My instinct was to look through the peephole to see if he was still there. Sure enough, he was and with the same expression on his face. I calmly opened the door, which made a creaking sound at the slow pace. Staring at the floor, I cleared my throat and began to speak. “I’m sorry. It’s been a long day. I was out of line and… um… I didn’t mean anything I just said… or screamed.”
His face turned several shades of amused. “Azaleigh, I do apologize that I cannot stay. However, I do have somewhere I must be. Do you think it would be acceptable that we reconvene tomorrow?” So he was mocking me. I guess it was a lot better than him saying get over it, you crazy psycho.
“Yes, tomorrow would be nice,” I agreed. He turned to leave, but then stopped.
“Azaleigh.”
“Yes?” I asked, sounding a little more hopeful than I wanted.
“Isn’t this weekend your birthday?”
“Yeah,” I tried to remember me mentioning my birthday to him, but I couldn’t.
“If it would be okay, I have made some arrangements for us. That is, if you are alright with leaving for the weekend?” He wouldn’t smile, but I knew he wanted to.
“Yes, that would be great.”
“Perfect, I’ll see you later.” I watched him as he walked down the hall to the stairwell.
Only after
I was sure he was completely gone, did I start doing my victory dance. I had three days before the weekend; all I could do was hope that I would make it until then. Luckily, Tannah had already scheduled me off for the weekend, insisting that I take some time for myself even though I had argued that I didn’t need any. This was a good thing, since I didn’t want to explain why I would need it off now.
***
We lay on the beach in front of the house we were staying at. The sun wore hot on my skin. Kale laid next to me motionless, wearing sunglasses and shorts. I had worn my favorite two-piece bathing suit that bordered between flirty and classy. The white beads from it caused the sun to glint tiny flickers of light on Kales skin. Trying to be discrete, I peered under my sunglasses at him. He didn’t budge, and I couldn’t help but stare at him as he lay there. He was so content. I started to pick out all of my favorite features about him, like how his jaw line was slightly squared and came to a peak at the tip of his chin, and how his lips filled out into a perfect oval shape.

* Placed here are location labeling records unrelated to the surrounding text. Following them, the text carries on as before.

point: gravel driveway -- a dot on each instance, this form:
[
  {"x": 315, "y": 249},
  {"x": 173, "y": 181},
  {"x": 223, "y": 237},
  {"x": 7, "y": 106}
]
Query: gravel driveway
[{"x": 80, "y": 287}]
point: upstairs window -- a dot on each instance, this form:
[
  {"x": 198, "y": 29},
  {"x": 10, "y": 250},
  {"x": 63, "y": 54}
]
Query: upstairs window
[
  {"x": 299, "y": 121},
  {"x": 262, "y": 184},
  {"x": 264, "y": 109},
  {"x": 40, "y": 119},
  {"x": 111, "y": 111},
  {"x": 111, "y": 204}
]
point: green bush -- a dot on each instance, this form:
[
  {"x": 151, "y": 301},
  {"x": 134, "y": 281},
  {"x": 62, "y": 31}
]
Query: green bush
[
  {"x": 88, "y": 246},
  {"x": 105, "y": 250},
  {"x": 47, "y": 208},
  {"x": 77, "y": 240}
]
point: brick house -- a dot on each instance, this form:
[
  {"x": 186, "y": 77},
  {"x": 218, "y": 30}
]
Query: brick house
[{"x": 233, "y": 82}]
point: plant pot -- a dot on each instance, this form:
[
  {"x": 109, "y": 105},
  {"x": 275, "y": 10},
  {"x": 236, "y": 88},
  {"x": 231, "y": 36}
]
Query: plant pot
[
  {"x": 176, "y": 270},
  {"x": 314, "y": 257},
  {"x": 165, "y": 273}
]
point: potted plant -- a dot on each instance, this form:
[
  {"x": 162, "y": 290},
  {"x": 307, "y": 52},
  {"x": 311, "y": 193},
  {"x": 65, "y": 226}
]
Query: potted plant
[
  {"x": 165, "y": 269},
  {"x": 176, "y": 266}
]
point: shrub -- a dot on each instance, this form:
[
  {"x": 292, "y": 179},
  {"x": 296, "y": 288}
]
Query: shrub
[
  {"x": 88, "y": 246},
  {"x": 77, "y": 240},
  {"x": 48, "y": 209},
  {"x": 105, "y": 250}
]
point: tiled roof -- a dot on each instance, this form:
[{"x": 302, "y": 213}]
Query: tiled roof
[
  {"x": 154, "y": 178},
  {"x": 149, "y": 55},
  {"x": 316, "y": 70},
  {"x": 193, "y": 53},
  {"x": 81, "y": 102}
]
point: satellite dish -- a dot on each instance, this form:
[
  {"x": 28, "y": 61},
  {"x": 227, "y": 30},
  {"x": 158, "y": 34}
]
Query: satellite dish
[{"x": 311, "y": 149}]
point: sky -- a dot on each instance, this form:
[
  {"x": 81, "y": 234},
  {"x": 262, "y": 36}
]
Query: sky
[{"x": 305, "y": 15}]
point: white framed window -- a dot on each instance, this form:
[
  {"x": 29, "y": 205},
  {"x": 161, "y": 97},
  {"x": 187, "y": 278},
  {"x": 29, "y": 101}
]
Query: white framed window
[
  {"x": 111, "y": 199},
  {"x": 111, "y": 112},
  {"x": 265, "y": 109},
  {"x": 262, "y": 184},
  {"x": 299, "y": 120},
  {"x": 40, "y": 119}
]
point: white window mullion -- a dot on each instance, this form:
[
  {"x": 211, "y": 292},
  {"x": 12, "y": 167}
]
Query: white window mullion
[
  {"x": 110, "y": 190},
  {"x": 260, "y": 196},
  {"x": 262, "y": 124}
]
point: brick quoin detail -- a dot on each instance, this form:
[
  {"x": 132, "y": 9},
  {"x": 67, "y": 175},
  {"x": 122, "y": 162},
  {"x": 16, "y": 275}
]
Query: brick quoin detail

One arm was used to rest his head on and the other lay by his side, and as I stared at it close to my thigh, I prayed he would brush it against me. He, being only inches away was too far for me, and as if he had read my mind, using the knuckle of his index finger, he ran it down my leg one time. His touch tormented me. I wasn’t sure how he could control himself. If he felt an ounce of what I did, he would have rolled over and latched on to me never letting go.
The smell of the salty air was infectious. Birds cluttered the sky while they danced in a synchronized motion. Waves crashed on the beach relentlessly, one after another, pulling the sand back with each retreat. The sound was more relaxing than any drug could induce.
“I don’t want to leave,” I said lowly.
“The sun won’t go down for another hour,” Kale replied nonchalant.
If it was possible, my voice seemed lower. “I mean, ever.”
The sand shuffled, making a crunching sound as he rolled onto his side and set up on his elbow. He placed his hand on my stomach, running it across my bare skin. My chest heaved in and out, and, for the first time, I was nervous. There was something about his face–so serious yet so gentle.